Menstruation actually spared some women from immolation!!
Did the menstruating widow, the Sati, (see the article above) secretly rejoice, that for once, her bodily flow visited at precisely the right time?
I like to imagine that she did! I like to think she yelled out, “It’s my time of the month” with a smirk of relief on her face. That reveals how far removed we are from understanding cultural views vastly dissimilar to ours.
Most of us today are concerned about life and death. We grapple with how God does or does not work — here and out there — in eternity. These are important matters, yet they are difficult to sort out. Christians committed to the sacred Biblical text even have a difficult time agreeing on the issues.
But there is one thing we all can agree upon: Life is literally in the blood!
Yes, life is in the blood.
And, this dear reader may offer clues to why women at certain times of the month — as well as all others in the ancient past — were unable to step into God’s presence before they were purified.

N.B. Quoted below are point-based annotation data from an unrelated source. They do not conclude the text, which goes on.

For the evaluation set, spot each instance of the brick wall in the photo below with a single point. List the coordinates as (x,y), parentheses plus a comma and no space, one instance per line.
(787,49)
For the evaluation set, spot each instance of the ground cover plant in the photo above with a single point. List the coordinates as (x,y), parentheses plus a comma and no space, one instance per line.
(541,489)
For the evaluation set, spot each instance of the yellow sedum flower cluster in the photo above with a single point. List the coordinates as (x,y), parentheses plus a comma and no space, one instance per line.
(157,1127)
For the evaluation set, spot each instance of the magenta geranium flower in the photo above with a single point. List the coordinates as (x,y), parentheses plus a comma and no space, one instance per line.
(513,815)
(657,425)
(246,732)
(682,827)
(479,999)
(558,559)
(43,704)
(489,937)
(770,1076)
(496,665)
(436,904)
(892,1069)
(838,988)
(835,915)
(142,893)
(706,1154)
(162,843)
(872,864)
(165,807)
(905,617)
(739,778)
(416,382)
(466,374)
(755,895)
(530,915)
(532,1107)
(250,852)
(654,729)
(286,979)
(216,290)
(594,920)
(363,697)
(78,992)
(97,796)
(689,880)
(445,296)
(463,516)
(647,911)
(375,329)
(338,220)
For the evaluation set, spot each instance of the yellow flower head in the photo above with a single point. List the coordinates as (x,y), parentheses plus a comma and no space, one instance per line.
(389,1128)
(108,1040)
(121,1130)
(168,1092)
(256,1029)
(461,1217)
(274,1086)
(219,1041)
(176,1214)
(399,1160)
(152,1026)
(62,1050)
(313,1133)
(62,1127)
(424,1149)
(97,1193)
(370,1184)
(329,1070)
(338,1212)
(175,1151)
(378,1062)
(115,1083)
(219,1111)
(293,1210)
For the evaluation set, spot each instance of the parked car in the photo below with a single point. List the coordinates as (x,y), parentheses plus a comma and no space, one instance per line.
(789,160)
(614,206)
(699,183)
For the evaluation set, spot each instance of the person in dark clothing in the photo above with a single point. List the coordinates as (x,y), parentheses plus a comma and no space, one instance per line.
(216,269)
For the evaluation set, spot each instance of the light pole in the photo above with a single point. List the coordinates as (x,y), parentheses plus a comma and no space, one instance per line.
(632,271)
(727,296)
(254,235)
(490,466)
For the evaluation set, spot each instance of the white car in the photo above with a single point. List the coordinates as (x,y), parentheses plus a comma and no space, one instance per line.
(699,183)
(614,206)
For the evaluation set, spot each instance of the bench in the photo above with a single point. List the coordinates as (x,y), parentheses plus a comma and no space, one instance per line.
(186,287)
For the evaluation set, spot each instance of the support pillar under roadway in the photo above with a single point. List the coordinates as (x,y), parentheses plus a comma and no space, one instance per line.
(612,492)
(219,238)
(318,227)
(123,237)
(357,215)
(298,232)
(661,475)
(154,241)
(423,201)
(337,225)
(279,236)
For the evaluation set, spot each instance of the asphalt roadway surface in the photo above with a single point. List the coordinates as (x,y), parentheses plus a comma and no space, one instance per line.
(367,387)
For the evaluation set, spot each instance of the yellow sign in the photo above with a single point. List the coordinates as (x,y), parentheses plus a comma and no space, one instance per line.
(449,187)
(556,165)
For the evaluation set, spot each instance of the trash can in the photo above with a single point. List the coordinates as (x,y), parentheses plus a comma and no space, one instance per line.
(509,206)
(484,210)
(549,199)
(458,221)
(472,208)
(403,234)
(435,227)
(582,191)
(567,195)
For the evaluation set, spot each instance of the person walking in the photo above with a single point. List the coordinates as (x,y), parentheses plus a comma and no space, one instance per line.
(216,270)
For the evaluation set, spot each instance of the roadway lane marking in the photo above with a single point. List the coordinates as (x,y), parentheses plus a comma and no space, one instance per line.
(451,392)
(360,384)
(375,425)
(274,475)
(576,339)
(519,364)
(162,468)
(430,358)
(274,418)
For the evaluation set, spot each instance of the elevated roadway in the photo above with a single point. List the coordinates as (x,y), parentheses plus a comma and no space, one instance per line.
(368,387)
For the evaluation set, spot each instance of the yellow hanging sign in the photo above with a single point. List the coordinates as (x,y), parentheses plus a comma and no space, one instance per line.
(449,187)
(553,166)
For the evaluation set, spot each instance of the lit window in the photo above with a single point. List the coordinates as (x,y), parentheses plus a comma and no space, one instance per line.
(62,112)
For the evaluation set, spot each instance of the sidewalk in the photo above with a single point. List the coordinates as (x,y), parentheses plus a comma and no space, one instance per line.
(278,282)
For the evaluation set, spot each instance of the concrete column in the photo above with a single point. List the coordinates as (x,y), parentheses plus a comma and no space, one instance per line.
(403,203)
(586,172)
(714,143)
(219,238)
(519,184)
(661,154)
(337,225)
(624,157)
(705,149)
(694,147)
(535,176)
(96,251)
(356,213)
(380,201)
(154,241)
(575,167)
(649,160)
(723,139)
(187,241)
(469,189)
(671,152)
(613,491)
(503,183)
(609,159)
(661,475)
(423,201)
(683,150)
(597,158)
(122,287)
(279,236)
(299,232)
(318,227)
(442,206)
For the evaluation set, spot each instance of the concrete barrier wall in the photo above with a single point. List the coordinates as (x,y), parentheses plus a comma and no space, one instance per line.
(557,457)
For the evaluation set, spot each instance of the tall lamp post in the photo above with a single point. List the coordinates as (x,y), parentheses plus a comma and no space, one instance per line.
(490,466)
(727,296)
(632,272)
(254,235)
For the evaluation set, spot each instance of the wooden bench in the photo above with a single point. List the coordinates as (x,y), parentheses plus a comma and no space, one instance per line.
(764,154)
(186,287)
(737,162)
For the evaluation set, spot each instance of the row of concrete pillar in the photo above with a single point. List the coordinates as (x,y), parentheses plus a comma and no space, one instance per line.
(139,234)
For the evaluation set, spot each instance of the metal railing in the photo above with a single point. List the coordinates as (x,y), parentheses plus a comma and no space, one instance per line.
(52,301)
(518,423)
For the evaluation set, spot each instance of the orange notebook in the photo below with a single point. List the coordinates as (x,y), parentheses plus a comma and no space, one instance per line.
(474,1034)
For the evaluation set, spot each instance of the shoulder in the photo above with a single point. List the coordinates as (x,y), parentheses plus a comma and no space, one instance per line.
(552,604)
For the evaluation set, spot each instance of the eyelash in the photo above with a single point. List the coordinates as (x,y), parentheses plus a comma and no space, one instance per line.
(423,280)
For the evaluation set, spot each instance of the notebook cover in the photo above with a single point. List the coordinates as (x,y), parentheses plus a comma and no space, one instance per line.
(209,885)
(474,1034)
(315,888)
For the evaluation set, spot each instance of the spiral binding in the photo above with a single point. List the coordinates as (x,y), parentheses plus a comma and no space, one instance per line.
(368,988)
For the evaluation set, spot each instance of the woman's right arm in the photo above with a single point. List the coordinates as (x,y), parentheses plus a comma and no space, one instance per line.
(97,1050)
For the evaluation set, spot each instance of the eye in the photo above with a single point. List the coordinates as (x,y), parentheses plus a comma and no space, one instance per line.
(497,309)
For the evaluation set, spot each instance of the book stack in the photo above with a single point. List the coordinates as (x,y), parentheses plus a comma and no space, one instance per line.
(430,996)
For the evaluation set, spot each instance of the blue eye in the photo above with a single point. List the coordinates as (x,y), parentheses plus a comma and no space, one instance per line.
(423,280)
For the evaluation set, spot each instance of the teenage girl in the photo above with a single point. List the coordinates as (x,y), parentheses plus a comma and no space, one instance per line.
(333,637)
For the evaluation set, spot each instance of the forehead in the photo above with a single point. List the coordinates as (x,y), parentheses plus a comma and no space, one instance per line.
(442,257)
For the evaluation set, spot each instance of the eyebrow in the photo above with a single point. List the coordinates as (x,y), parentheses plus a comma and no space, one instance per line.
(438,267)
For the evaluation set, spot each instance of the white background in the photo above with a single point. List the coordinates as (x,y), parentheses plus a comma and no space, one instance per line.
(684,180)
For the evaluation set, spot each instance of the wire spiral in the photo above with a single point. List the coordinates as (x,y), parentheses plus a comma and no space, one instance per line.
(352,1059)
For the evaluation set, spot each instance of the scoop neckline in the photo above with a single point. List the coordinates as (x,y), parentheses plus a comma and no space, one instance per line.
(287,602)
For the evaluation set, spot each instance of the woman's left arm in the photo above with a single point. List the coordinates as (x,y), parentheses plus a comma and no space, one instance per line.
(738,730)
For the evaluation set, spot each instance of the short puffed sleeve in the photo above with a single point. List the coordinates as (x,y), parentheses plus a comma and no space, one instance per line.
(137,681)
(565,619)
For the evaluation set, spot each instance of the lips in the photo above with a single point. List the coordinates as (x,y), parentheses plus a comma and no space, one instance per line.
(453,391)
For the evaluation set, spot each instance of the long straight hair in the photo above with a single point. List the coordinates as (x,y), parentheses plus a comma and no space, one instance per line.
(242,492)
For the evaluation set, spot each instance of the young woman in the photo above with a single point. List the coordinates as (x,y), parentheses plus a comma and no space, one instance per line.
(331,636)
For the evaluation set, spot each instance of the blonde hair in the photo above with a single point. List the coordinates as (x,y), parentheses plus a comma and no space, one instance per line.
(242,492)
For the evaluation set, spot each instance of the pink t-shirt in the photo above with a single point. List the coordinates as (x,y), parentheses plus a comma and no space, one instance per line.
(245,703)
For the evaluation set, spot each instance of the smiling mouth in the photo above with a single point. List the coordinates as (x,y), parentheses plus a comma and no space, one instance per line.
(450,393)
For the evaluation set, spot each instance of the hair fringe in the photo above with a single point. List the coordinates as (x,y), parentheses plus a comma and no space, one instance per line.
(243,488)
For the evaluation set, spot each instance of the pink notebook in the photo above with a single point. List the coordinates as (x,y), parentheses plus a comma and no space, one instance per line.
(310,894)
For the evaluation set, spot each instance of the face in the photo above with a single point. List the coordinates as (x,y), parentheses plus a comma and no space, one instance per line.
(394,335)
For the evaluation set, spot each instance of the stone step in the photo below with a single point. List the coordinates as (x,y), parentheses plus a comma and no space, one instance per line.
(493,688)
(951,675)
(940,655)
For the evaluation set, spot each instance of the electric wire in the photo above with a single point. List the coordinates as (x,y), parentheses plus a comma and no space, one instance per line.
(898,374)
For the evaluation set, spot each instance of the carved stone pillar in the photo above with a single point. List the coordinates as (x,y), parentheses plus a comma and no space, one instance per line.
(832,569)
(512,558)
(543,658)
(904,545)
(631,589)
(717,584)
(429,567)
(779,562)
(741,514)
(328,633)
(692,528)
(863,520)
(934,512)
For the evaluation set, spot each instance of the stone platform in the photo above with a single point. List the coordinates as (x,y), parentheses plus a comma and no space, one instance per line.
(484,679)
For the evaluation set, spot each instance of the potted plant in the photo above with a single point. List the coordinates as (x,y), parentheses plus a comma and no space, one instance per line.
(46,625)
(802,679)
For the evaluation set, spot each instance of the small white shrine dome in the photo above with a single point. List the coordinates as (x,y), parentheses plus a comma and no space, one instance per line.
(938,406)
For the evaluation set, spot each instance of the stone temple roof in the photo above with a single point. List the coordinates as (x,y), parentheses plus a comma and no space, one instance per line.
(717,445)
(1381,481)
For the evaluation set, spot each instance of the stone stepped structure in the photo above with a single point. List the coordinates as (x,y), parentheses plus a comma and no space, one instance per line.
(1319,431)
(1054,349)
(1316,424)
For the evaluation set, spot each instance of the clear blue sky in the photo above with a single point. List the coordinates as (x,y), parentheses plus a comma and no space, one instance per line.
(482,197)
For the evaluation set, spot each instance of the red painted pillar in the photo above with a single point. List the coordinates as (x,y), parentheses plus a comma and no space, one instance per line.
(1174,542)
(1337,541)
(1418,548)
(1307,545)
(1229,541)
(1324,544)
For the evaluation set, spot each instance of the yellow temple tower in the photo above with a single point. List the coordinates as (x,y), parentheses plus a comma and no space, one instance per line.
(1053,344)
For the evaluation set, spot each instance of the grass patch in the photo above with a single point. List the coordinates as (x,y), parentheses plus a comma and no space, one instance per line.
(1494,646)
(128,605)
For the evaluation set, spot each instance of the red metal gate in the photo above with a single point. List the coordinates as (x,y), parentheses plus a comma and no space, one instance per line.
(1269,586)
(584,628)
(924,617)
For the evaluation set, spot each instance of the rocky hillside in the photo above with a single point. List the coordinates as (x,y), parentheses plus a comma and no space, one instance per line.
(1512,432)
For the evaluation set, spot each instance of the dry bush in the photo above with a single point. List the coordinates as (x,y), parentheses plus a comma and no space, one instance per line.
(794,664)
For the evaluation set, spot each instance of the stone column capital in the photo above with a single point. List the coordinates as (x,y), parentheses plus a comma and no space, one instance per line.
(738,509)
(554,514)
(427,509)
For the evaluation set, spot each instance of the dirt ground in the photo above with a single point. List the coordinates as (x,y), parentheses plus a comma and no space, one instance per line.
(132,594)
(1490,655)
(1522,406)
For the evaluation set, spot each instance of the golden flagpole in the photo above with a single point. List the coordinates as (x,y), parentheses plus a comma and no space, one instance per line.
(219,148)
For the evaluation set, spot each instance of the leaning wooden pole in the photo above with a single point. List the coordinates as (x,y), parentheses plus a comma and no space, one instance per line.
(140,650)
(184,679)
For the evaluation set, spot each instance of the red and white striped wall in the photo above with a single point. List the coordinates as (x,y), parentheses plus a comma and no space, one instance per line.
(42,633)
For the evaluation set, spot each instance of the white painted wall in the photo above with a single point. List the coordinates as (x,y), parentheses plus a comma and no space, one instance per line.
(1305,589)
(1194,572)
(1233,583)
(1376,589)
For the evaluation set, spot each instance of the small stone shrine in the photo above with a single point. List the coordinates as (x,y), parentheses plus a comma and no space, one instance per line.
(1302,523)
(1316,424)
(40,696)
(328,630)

No doubt, the religious understanding of the Sati’s culture taught a woman’s uncleanness not only tainted the body of her burning, and very dead, husband, but that her bloody stain followed them both into the afterlife.
This would have grave ramifications beyond the grave! It would impede his chance at eternal perfection and hers as well.
So, women rejoice! For at least once, in the long line of stories that shame women, we find in the Sati story — how this red stain served as a blessing that could literally save a woman rather than shaming her!
The above image is of Christ Healing a bleeding woman, as depicted in the Catacombs of Marcellinus and Peter.